Why a Goldman Sachs Hedge Fund Investment Might Look Attractive

Commenter tinbox has an

interesting take on the news that Goldman Sachs is injecting liquidity into

its own hedge funds:

It’s wildly implausible that anyone looked at Goldman’s fund and suddenly

decided it is the best investment opportunity on the planet. That simply didn’t

happen. Funds down 15%+ do not attract new investors for a whole variety of

reasons and this self-serving announcement addresses none of them.

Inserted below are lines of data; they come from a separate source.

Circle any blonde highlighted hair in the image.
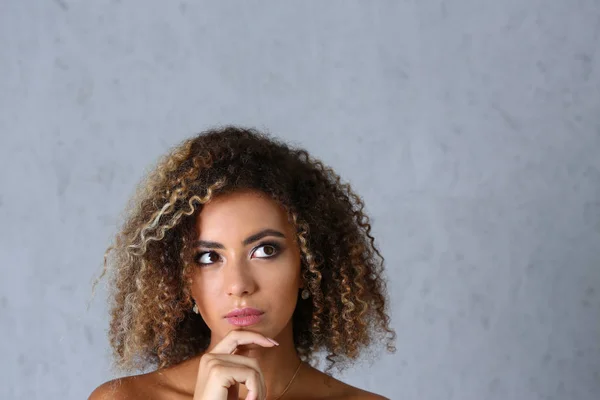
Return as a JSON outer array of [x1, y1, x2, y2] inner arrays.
[[96, 126, 396, 373]]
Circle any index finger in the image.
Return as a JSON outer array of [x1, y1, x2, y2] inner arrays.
[[210, 330, 279, 354]]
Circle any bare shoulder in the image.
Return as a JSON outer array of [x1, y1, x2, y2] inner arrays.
[[88, 376, 139, 400], [299, 364, 389, 400], [88, 371, 180, 400], [88, 367, 189, 400]]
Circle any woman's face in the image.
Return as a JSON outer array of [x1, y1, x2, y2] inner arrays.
[[189, 190, 302, 343]]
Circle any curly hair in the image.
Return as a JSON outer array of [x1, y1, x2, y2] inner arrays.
[[96, 125, 396, 374]]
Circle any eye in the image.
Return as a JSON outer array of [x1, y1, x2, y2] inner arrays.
[[194, 251, 221, 266], [252, 243, 280, 259]]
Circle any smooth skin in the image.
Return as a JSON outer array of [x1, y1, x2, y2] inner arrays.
[[89, 190, 388, 400]]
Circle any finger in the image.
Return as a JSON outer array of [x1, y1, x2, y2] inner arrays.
[[208, 364, 264, 400], [211, 330, 278, 355], [204, 354, 261, 370], [207, 355, 266, 398], [203, 360, 242, 400]]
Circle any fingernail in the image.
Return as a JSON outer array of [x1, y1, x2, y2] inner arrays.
[[267, 338, 279, 345]]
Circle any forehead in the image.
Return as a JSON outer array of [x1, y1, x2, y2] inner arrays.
[[195, 190, 292, 238]]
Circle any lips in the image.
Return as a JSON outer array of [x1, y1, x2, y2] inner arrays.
[[225, 307, 264, 318], [225, 307, 265, 327]]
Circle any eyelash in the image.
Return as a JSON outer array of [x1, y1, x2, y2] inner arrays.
[[193, 242, 282, 266]]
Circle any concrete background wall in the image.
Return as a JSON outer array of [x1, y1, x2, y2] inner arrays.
[[1, 1, 599, 399]]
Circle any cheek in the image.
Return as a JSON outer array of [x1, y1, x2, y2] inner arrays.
[[263, 279, 300, 326], [266, 253, 302, 288], [189, 272, 220, 316], [190, 271, 216, 292], [262, 262, 300, 286], [264, 258, 302, 309]]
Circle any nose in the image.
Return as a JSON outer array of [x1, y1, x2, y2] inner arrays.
[[224, 257, 257, 297]]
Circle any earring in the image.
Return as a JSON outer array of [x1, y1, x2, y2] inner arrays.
[[301, 288, 310, 300], [192, 303, 199, 314]]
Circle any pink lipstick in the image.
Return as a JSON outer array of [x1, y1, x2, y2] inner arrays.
[[225, 307, 264, 327]]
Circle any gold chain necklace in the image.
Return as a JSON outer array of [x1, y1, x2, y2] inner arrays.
[[272, 360, 303, 400]]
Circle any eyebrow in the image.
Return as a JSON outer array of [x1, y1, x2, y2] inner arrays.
[[193, 229, 286, 249]]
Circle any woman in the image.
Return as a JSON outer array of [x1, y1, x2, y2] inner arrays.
[[89, 126, 396, 400]]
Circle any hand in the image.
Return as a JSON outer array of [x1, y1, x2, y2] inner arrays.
[[192, 330, 279, 400]]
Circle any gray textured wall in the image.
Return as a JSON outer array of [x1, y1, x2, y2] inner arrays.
[[1, 1, 599, 399]]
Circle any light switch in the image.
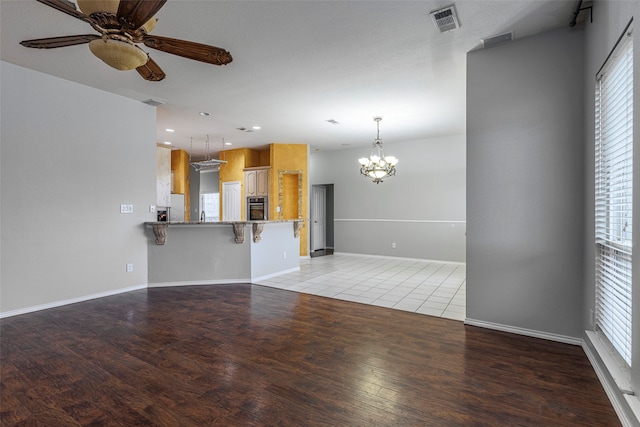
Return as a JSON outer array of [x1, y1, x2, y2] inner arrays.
[[120, 204, 134, 214]]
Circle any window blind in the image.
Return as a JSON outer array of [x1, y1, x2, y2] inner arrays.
[[594, 22, 633, 367]]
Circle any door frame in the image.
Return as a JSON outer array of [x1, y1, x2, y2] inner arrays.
[[311, 184, 327, 252]]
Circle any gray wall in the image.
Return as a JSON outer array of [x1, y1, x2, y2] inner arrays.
[[147, 223, 300, 284], [148, 225, 251, 284], [309, 134, 466, 262], [200, 170, 219, 194], [0, 61, 157, 315], [189, 166, 200, 220], [466, 28, 585, 339]]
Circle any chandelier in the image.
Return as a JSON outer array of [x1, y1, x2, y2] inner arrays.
[[358, 117, 398, 184], [190, 135, 228, 172]]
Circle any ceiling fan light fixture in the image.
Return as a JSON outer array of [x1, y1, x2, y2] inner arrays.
[[76, 0, 119, 16], [88, 38, 148, 70], [141, 17, 158, 34]]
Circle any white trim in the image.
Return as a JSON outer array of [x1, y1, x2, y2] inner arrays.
[[623, 396, 640, 427], [464, 318, 582, 346], [148, 279, 250, 288], [335, 218, 466, 224], [252, 267, 301, 283], [0, 284, 147, 319], [583, 333, 638, 427], [585, 331, 633, 394], [334, 251, 466, 266]]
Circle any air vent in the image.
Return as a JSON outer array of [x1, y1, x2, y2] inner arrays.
[[142, 98, 166, 106], [430, 5, 460, 33], [481, 32, 514, 49]]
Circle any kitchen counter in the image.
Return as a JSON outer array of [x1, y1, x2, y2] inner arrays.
[[145, 220, 303, 287], [145, 219, 305, 245]]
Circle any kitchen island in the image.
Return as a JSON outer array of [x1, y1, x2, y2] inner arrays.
[[145, 220, 303, 287]]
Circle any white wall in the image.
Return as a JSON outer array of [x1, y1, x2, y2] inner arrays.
[[466, 27, 585, 340], [0, 61, 157, 315], [309, 134, 466, 262]]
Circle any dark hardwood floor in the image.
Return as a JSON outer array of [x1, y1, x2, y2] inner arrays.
[[1, 284, 620, 426]]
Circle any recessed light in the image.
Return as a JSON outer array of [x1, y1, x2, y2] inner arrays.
[[252, 126, 261, 130], [224, 141, 233, 146], [163, 141, 172, 145], [199, 112, 210, 116], [165, 128, 175, 132]]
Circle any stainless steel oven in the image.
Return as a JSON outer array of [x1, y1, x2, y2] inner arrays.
[[247, 197, 268, 220]]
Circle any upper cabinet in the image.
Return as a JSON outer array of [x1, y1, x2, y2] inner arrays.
[[244, 167, 270, 197]]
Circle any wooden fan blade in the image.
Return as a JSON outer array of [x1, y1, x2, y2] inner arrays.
[[142, 36, 233, 66], [136, 57, 166, 82], [36, 0, 95, 25], [117, 0, 167, 30], [20, 34, 100, 49]]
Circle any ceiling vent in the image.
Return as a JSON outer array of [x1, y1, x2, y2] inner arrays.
[[142, 98, 166, 107], [481, 32, 514, 49], [430, 5, 460, 33]]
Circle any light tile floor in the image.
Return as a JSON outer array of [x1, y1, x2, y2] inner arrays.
[[255, 253, 466, 321]]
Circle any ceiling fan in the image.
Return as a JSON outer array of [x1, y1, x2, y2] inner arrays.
[[20, 0, 233, 81]]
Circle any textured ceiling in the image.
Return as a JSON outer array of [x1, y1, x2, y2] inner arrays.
[[0, 0, 581, 158]]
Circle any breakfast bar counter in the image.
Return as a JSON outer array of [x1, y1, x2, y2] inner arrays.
[[144, 220, 303, 287]]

Well, there’s at least one good reason why a fund down 15%+ should address

new investors, and it’s called the high-water

mark. If you think that hedge funds are a good investment, you think that

they’re a good investment after they’ve taken out their 20%-of-the-profits

performance fee. Which means that they’re a really good investment

if you don’t have to pay that fee for the first 35% that your investment goes


If the Goldman funds are down 26% from their high-water mark, then they will

have to rise more than 35% from their present levels just to get back to it

and start earning performance fees again. Which makes investments in these funds

some of the cheapest hedge-fund investments available right now.

I reckon there’s a very good chance that the $3 billion of liquidity being

injected into Goldman’s funds won’t pay any performance fees unless and until

those funds reach their high-water mark. If that’s the case, I imagine that

quite a few hedge-fund investors would be extremely interested in buying cheap

exposure to what has historically been a very high-performance fund.